The hearing is historic as well because “it’s the first time in open court we’re getting sworn testimony” from witnesses who include “big players” and “some of the bad actors in the abortion industry,” said Breen, “folks that have said and done some pretty terrible things, in particular criminal things.”

Daleiden will also take the stand to tell the court “why he did what he did” and of the “disgusting, illegal and unethical conduct of abortion providers,” he said.

Hite will decide after the hearing if some of the charges could be dropped or reduced to misdemeanors, Breen told LifeSiteNews.

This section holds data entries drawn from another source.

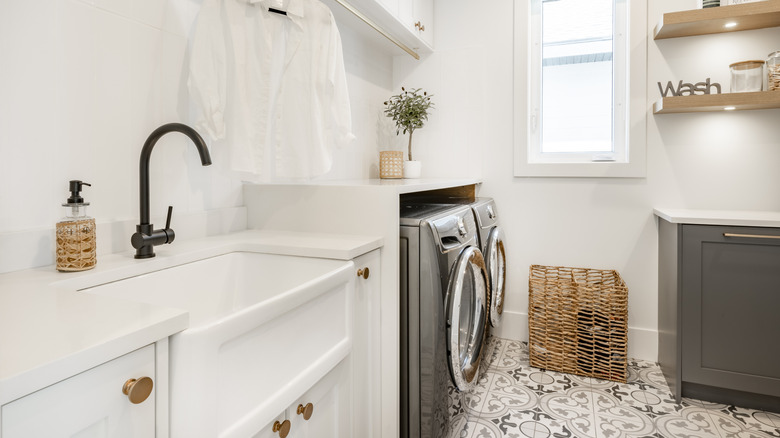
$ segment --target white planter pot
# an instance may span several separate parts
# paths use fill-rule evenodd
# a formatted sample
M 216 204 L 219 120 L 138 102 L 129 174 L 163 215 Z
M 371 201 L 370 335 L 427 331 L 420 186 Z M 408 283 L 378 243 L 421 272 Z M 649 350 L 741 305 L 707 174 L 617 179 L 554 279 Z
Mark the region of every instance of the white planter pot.
M 422 173 L 422 161 L 404 161 L 404 178 L 415 179 Z

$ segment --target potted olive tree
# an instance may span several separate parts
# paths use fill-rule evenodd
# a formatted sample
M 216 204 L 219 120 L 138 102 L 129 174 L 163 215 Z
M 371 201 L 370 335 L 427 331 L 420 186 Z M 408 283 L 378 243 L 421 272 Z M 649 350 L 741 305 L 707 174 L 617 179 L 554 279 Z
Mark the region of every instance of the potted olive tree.
M 404 178 L 419 178 L 422 163 L 412 159 L 412 134 L 428 121 L 428 111 L 433 108 L 431 97 L 426 91 L 417 88 L 406 90 L 401 87 L 401 94 L 392 96 L 385 102 L 385 115 L 395 122 L 396 135 L 409 133 L 409 155 L 404 161 Z

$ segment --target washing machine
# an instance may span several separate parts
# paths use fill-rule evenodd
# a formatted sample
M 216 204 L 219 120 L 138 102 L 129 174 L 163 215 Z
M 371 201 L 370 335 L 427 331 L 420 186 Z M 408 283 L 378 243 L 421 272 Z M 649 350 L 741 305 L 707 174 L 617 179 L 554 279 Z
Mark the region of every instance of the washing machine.
M 489 278 L 468 206 L 401 207 L 401 437 L 450 434 L 450 392 L 477 382 Z
M 504 231 L 498 220 L 498 210 L 492 198 L 477 198 L 471 205 L 479 234 L 479 248 L 485 257 L 490 279 L 490 327 L 501 323 L 504 312 L 504 286 L 506 283 L 506 252 Z

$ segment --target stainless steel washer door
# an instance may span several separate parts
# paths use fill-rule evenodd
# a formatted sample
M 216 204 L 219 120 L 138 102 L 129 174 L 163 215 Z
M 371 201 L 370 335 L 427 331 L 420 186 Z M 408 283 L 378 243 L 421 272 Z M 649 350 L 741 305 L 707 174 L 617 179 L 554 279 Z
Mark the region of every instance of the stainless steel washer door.
M 506 254 L 504 232 L 493 227 L 485 245 L 485 265 L 490 274 L 490 325 L 498 327 L 504 313 L 504 282 L 506 281 Z
M 488 273 L 479 249 L 463 250 L 447 287 L 447 354 L 450 373 L 460 391 L 472 388 L 479 376 L 485 343 Z

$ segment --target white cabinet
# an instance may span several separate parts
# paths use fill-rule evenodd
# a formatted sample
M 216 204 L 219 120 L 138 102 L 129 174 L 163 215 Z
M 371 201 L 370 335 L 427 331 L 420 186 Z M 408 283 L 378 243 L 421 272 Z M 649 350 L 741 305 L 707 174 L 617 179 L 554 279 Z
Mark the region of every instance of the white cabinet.
M 288 418 L 293 418 L 294 438 L 350 436 L 350 390 L 350 364 L 345 359 L 287 410 Z M 312 411 L 306 420 L 309 404 Z
M 284 432 L 281 434 L 279 432 L 281 431 L 281 425 L 285 420 L 287 420 L 287 414 L 286 412 L 282 412 L 278 417 L 274 418 L 270 423 L 268 423 L 268 425 L 260 429 L 260 432 L 254 434 L 252 438 L 279 438 L 281 435 L 284 435 Z M 285 428 L 287 428 L 286 430 L 289 434 L 291 426 L 287 424 L 285 425 Z M 287 436 L 289 437 L 290 435 Z
M 353 419 L 350 366 L 349 358 L 341 361 L 253 438 L 353 436 L 350 431 L 350 421 Z
M 398 0 L 398 19 L 417 38 L 433 47 L 433 0 Z
M 433 0 L 346 2 L 387 32 L 391 39 L 416 52 L 433 51 Z
M 398 14 L 396 17 L 409 30 L 414 29 L 414 2 L 415 0 L 398 0 Z M 416 34 L 417 32 L 414 33 Z
M 433 47 L 433 0 L 414 0 L 414 15 L 412 31 Z
M 155 436 L 157 388 L 134 404 L 129 379 L 154 384 L 155 348 L 148 345 L 2 407 L 2 438 L 134 438 Z M 144 380 L 132 389 L 139 396 Z M 143 395 L 143 394 L 141 394 Z
M 381 437 L 380 250 L 353 262 L 350 354 L 253 438 Z
M 398 16 L 398 6 L 402 1 L 406 0 L 376 0 L 382 7 L 387 9 L 387 12 L 389 12 L 392 16 L 397 17 Z
M 381 436 L 380 250 L 354 260 L 358 281 L 353 307 L 353 436 Z

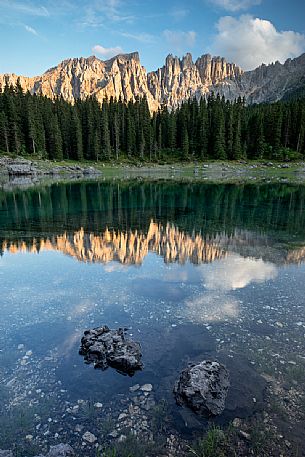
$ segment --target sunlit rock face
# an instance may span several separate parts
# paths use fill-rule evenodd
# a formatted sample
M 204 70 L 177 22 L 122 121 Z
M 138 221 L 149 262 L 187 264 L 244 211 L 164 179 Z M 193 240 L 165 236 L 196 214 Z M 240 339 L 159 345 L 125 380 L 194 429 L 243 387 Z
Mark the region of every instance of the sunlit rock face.
M 163 67 L 147 73 L 134 52 L 106 61 L 95 56 L 67 59 L 33 78 L 3 74 L 0 88 L 6 83 L 15 85 L 19 79 L 25 91 L 49 98 L 61 96 L 71 103 L 93 95 L 99 102 L 106 97 L 127 102 L 145 96 L 153 112 L 162 105 L 175 108 L 210 92 L 230 100 L 245 97 L 248 103 L 279 100 L 304 85 L 304 74 L 305 54 L 283 65 L 276 62 L 248 72 L 223 57 L 204 54 L 194 62 L 189 53 L 182 59 L 170 54 Z
M 3 88 L 6 83 L 15 85 L 17 80 L 18 76 L 14 74 L 0 75 L 0 86 Z M 127 102 L 146 96 L 150 109 L 157 109 L 137 52 L 118 55 L 107 61 L 95 56 L 67 59 L 41 76 L 20 77 L 20 84 L 32 94 L 49 98 L 62 96 L 71 103 L 93 95 L 99 102 L 106 97 Z
M 182 59 L 170 54 L 162 68 L 148 73 L 148 87 L 158 104 L 175 108 L 185 99 L 205 96 L 226 78 L 242 74 L 240 67 L 221 57 L 205 54 L 193 62 L 189 53 Z

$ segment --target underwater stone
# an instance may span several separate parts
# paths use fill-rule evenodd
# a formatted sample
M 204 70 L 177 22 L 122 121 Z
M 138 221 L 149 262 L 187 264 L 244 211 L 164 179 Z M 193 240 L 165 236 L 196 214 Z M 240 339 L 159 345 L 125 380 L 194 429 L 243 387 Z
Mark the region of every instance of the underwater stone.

Daleiden’s lawyers unsuccessfully petitioned the court in April to drop the charges, arguing that California Attorney General Xavier Becerra, who is spearheading Daleiden’s prosecution, is not neutral when it comes to abortion but is closely allied with and supported by Planned Parenthood.

Becerra succeeded current Democratic presidential candidate Kamala Harris, who began the political prosecution against Daleiden, and is also closely allied with Planned Parenthood.

The hearing continues Wednesday. LifeSite is on the scene and will be providing coverage throughout the case.